Xavier showed that they have this play down pat, as there was perfect timing multiple times throughout the play, which made it succesful. First, take a look at how Xavier sets up. They are in a 4 high set and can run numerous sets out of this formation.
The first piece of good timing is how Xavier gets into the set and runs the play nearly instantaneously. This means that Kansas State has little time to recognize the set and adjust their defense based on their scouting.
With Crawford on the left side of the court, he runs off of two screens from the forwards, who are planted at the elbow. Meanwhile, the KSU forwards are playing level or above the Xavier forwards, instead of dropping into the paint. They are concerned with bumping any screens and hedging on any pick and roll action. Both of the defenders do a poor job, as they neither bump Crawford across the foul line or sag down into the paint to take away the back cut.

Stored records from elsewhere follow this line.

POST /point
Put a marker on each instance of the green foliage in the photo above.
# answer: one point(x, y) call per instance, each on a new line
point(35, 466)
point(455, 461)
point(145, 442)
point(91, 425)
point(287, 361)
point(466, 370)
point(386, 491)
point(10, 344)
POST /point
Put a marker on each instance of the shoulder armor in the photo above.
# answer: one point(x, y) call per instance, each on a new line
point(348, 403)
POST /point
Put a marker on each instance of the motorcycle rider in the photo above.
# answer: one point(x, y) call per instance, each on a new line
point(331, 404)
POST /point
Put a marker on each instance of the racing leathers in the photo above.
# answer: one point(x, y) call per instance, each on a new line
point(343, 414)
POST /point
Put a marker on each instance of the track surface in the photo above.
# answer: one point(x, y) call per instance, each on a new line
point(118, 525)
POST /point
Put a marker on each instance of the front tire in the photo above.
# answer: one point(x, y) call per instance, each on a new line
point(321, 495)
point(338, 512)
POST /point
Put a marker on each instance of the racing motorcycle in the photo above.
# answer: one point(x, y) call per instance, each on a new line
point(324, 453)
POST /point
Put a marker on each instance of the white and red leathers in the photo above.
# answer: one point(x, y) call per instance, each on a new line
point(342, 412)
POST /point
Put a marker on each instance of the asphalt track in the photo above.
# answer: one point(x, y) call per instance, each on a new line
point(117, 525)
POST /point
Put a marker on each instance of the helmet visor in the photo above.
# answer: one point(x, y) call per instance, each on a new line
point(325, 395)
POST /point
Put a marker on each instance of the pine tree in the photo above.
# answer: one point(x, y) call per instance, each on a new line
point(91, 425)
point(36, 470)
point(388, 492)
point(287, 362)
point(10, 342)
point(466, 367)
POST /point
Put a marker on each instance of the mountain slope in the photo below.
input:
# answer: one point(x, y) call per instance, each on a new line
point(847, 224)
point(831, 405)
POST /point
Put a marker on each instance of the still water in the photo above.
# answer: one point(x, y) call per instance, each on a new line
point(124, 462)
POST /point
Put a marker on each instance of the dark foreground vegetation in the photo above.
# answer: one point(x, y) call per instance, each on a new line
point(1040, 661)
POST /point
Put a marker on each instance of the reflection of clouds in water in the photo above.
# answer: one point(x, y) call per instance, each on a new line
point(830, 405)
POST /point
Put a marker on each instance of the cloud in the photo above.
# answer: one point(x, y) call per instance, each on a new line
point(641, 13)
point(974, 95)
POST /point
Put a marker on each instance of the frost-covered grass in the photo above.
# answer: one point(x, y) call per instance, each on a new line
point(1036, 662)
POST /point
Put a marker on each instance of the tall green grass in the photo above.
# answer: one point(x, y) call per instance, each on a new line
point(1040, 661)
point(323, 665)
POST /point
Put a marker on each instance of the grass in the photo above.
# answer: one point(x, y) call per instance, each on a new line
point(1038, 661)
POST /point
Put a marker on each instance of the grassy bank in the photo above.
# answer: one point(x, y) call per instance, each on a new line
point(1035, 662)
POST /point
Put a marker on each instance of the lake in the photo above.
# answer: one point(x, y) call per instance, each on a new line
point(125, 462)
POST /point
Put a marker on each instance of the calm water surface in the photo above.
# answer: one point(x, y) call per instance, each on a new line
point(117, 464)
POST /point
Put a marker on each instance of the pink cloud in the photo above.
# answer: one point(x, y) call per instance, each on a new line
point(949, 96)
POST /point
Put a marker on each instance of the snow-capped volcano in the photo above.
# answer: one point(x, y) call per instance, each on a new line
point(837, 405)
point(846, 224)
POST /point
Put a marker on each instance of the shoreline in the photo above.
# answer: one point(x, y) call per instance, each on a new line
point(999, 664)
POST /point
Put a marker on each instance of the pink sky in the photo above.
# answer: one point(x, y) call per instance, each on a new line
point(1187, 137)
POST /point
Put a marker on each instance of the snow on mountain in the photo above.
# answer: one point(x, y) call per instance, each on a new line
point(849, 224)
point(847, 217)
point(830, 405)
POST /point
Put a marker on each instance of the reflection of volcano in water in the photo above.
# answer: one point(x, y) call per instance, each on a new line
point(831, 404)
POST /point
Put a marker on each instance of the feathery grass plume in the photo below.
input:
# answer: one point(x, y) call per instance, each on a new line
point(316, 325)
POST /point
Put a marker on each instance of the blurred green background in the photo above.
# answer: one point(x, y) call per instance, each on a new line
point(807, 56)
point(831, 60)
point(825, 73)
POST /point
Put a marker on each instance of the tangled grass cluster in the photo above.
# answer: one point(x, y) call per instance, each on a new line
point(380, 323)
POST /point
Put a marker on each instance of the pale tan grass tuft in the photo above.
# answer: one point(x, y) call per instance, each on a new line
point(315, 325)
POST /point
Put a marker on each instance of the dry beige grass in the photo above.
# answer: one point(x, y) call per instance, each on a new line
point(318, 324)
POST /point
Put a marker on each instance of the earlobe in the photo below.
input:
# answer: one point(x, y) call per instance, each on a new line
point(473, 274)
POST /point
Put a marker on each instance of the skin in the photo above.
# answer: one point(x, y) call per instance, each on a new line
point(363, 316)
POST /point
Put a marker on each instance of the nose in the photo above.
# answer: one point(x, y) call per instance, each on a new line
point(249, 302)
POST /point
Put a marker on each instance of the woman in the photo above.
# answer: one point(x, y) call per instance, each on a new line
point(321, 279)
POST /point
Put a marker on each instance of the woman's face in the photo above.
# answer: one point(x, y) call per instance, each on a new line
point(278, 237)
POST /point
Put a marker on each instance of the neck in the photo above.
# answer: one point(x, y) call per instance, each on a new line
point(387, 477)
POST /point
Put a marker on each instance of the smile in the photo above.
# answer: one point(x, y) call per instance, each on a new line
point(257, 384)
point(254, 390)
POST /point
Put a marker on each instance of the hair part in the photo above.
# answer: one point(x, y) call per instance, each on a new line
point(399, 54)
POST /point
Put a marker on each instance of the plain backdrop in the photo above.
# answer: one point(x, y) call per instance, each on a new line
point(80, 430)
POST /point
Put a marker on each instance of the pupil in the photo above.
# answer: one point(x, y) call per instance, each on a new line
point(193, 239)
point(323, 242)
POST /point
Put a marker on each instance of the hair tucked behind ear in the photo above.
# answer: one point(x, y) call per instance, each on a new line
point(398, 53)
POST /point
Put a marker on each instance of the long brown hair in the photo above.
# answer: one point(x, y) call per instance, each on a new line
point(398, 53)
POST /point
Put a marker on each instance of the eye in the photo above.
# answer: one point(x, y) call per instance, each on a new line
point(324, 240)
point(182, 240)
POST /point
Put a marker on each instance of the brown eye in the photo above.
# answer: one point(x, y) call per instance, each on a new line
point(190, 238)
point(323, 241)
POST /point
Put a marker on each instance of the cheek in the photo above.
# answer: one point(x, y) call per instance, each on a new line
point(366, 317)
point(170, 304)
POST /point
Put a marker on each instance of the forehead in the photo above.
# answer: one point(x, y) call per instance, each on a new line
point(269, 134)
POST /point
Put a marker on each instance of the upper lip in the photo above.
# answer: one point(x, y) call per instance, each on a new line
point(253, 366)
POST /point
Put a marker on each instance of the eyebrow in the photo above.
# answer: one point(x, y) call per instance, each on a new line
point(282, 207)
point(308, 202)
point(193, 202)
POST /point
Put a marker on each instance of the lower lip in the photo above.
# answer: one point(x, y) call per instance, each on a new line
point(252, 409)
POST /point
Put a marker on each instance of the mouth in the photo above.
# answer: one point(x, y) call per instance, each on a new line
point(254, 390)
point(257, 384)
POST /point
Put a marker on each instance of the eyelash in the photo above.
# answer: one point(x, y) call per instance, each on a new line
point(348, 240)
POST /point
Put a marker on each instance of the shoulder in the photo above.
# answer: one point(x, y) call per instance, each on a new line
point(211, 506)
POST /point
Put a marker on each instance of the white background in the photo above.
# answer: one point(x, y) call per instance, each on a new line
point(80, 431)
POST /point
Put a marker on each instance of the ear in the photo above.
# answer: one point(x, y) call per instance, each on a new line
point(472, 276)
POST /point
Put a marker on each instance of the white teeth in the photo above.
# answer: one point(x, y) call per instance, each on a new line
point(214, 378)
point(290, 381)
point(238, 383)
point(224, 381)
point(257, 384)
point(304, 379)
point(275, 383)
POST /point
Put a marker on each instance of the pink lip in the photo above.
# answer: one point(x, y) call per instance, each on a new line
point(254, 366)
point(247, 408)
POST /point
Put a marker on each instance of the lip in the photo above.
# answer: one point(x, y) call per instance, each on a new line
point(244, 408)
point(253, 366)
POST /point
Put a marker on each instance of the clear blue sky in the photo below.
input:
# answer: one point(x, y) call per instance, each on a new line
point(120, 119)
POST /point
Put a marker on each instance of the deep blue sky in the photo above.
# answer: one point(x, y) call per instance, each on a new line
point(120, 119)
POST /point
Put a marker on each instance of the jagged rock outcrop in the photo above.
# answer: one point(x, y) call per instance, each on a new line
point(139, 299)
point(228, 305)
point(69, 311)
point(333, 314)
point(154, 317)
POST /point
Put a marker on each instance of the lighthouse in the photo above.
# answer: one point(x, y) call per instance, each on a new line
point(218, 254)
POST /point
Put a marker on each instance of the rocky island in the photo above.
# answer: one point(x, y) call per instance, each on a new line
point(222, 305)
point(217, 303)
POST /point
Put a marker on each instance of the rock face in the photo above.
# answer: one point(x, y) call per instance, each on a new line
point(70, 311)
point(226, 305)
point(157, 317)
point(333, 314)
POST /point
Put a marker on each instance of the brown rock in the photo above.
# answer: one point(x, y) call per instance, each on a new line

Meanwhile, Dante Jackson, the guard on the right side of the court, clears out the area by cutting along the baseline. Notice how his defender respects him (and his 40% 3 point shooting) and hedges on his cut instead of dropping into the paint, which further opens up the area.
Crawford reads the defense excellently. He notices that the defender is trailing him, so he can’t pop out for a 3 pointer. He cuts hard off of the second pick, right to the basket. Dennis Clemente is caught in the screen and Crawford flies in for the perfectly timed, well placed alley oop.